Thursday, 7 July 2016

Sea worm fossil gives clues to 'common ancestor'

7 July 2016 

Fossils of a sea worm that lived on the ocean floor about 500 million years ago are giving new insights into how early creatures evolved.

Tube-like structures once thought to be a type of seaweed were made by a worm that lived a solitary life on the sea bed, say scientists.

The research, published in the journal BMC Biology, suggests the animal, Oesia, was a filter feeder.

Fossil discoveries of this kind are rare.

The research was carried out by academics from the universities of Cambridge, Toronto and Montréal, and at the Royal Ontario Museum in Toronto.

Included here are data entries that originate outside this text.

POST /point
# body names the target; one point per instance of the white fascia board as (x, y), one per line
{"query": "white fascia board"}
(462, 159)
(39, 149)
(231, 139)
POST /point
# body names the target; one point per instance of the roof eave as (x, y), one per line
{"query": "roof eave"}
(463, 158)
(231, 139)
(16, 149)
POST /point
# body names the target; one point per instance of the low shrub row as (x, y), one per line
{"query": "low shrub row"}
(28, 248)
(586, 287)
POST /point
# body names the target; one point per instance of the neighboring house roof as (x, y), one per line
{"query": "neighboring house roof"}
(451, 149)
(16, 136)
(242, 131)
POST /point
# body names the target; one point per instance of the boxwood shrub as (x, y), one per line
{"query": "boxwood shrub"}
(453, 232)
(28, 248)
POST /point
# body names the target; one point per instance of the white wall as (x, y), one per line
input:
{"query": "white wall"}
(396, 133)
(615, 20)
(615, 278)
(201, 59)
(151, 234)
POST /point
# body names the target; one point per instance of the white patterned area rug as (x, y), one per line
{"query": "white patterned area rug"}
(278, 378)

Prof Simon Conway Morris, from St John's College, University of Cambridge and a co-researcher on the study, said: "Oesia fossils are pretty enigmatic - they are very rare and until now we could not prove which group they belonged to.

"Now we know that they were primitive hemichordates - perhaps the most primitive of all."
Common ancestor

Hemichordates are a group of creatures that belong to a larger group called deuterostomes, of which vertebrates (including humans) form a separate branch.

Karma Nanglu, from the University of Toronto, and the study's lead researcher, said: "Hemichordates are central to our understanding of how deuterostomes evolved.